The lawsuit was filed last month in federal court in Seattle, Washington, on behalf of workers Pedro Torres and Jorge Hurtado Jr. and others “similarly situated” after the two worked the 2020 summer salmon season at one of North Pacific’s five Alaska processing facilities.
The lawsuit accuses North Pacific of using false or deceptive advertising practices to attract workers to the processing plant, leveraging the mythology of exciting, adventurous work in “beautiful Alaska” but offering a grim reality.
“The free lodging [North Pacific Seafoods, Inc.] advertises is unsuitable for human occupancy. Rodents infest workers' beds and bathrooms.
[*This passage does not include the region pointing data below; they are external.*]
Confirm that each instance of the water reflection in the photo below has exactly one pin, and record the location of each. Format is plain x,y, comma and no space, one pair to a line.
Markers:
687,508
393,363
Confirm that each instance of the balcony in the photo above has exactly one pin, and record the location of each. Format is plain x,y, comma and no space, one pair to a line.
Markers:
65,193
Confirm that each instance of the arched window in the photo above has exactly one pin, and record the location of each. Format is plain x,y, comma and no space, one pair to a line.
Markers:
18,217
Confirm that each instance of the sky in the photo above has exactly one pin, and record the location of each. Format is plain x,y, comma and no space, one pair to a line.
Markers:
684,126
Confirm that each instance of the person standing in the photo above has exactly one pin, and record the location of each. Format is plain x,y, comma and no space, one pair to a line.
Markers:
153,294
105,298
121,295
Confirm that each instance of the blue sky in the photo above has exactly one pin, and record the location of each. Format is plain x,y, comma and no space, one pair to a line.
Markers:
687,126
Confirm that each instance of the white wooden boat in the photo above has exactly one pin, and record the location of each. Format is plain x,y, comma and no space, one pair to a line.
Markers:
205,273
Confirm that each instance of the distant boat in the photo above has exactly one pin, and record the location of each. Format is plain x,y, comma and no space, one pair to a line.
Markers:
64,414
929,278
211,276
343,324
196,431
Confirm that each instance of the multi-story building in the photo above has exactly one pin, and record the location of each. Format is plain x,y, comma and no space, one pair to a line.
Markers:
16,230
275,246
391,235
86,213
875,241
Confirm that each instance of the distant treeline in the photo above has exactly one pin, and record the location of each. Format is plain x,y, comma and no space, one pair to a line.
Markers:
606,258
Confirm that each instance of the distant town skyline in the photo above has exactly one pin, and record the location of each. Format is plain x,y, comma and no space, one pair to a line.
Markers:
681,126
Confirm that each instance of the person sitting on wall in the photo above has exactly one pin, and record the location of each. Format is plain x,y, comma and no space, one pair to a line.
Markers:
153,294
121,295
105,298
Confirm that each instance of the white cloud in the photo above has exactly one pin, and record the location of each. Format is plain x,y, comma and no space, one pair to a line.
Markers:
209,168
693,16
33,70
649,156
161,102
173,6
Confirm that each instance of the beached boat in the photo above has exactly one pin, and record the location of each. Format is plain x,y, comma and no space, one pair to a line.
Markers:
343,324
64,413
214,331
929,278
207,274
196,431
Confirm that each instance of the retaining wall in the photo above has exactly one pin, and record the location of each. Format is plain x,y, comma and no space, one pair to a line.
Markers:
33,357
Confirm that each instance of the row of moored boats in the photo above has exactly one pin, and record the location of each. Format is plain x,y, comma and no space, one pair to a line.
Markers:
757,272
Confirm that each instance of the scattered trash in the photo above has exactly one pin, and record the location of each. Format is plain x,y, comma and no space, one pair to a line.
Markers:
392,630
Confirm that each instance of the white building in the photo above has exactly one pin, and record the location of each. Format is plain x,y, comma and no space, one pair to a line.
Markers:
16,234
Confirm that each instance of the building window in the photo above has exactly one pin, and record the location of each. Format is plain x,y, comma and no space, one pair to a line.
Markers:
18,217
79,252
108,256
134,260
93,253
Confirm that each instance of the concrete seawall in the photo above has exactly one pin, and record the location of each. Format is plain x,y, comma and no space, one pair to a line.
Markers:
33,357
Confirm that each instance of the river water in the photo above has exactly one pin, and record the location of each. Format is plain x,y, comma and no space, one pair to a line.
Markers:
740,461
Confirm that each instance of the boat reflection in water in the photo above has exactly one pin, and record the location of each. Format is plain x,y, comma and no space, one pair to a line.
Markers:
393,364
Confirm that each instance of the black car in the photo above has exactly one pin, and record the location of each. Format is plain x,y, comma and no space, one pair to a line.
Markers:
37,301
Mold blooms throughout its buildings. Bottled water is in short supply and tap water is contaminated, foul-smelling, and makes workers ill,” the lawsuit reads.
The class action complaint goes on the say that workers are required to put on rain gear, gloves, hairnets, earplugs, and other protective gear before clocking in and clocking out before removing the gear. Donning and doffing the gear takes around 15 minutes, and on top of that workers must be checked into the plant one-by-one, which they say takes another 10 minutes. These unpaid delays “deprive those at the bottom of the wage scale of hundreds of dollars a month.”
The lawsuit goes on to enumerate a long list of employee grievances, from a lack sufficient of protective gear like masks and metal-mesh fillet gloves to unsanitary workwear to unpaid overtime wages.
In July of this year, North Pacific was ordered to pay USD 500,000 (EU 420,000) to workers who were held in a Los Angeles, California, hotel for two weeks without pay as part of the coronavirus quarantine. Some 150 workers were on their way to work at North Pacific’s Red Salmon Cannery in Naknek, Alaska.
North Pacific hires about 800 workers every summer for their five processing plants around Alaska. Red Salmon is the largest of three plants that serve the sockeye salmon fishery in Bristol Bay, Alaska, and the company has plants in Sitka and Kodiak as well.
According to figures provided in the lawsuit, North Pacific controls 10 percent of the fisheries in Alaska, home to half of the world’s 10 largest fisheries by revenue.
Puerto Rican workers in 2017 described conditions in North Pacific’s Naknek plant as “subhuman” and characterized their work situation as “virtual slavery.” Their complaints prompted then-Puerto Rican Governor Ricardo Russelló to send a letter to Bill Walker, who was governor of Alaska at the time.
According to the lawsuit, news of exploitation is nothing new to the Alaska officials.
“The Alaska government has long-recognized the problem of unscrupulous employers luring seasonal workers to the state with misleading promises of exciting work and high pay,” the lawsuit reads, adding that the Alaska Statutes have a unique law designed to curb fraud in bringing workers to the state.